Indian writer Geetanjali Shree, whose Hindi-language novel Ret Samadhi –
translated into English as Tomb of Sand by Daisy Rockwell – won the International
Booker Prize this year, discussed her writing process and the art of translation with
a multicultural audience at the 41st Sharjah International Book Fair (SIBF).

Shree, whose Tomb of Sand is the first book originally written in an Indian
language to win the Booker, spoke about the world’s most prestigious fiction
writing prize, the process of inhabiting and fleshing out different characters, and
the art of translating work to today’s multicultural readers.

Ret Samadhi is about an 80-year-old woman who sets out on a journey of self-
discovery after the death of her husband, and is set partly during the 1947 Partition
of India.

Speaking to the SIBF audience, Shree said: “Winning the Booker changes
something, yet it has changed nothing. The Prize didn’t make me a writer, I have
been one for many years. The Booker or any recognition is a wonderful moment of
elation and encouragement for any writer. But I am a writer who is still going to
write, with or without a Booker.”

The 65-year-old writer says Ret Samadhi was 8 or 9 years in the making. “To quote
another writer, ‘I don’t go chasing the poem, I place myself in that position and
situation where the poem will find me’. The stories are all around us and they are
there within us.”

In the case of Ret Samadhi, what worked as a trigger was a very ordinary image of
an elderly person who had just lost her husband and no longer had any interest in
life, she added.

“Writers and their characters are shaping each other. Like sarod maestro Ali Akbar
Khan said, ‘When I start, I play the sarod, but after some time, the sarod plays me”.
That’s how it is with the writing process,” said the Booker winner.

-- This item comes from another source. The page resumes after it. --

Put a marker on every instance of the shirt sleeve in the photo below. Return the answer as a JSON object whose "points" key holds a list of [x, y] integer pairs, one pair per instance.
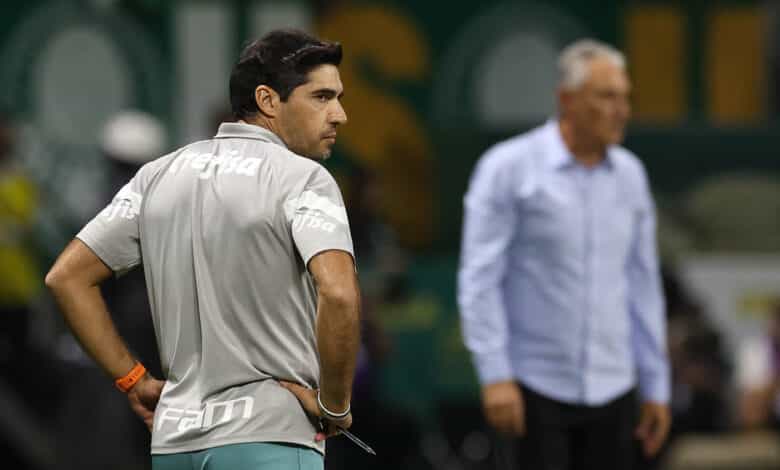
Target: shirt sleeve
{"points": [[647, 304], [488, 228], [753, 365], [113, 235], [318, 219]]}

Discussing her seminal book’s translation into different languages, and the
challenges of capturing its nuances in those languages, Shree said: “Language has
no borders and it is not rigid. If anyone says this is how things have to be done,
they are wrong. Creative writers reinvigorate language with new usages and
coinages. People bring in their own flavours from all over the world – that is what
makes language richer and it is one of the most miraculous things.”

Geetanjali Shree has begun work on her new book. “At the moment, I’m still the
‘Booker baby’. But I will go back and pick it up again,” she said.

The author would also love to see her prize-winning work translated into Arabic,
she told the SIBF audience. “The Arab world is vast, and I’m lucky to have the
chance to interact with Arabic speakers here in Sharjah, so I would love for the
book to be read in the language and receive more feedback.”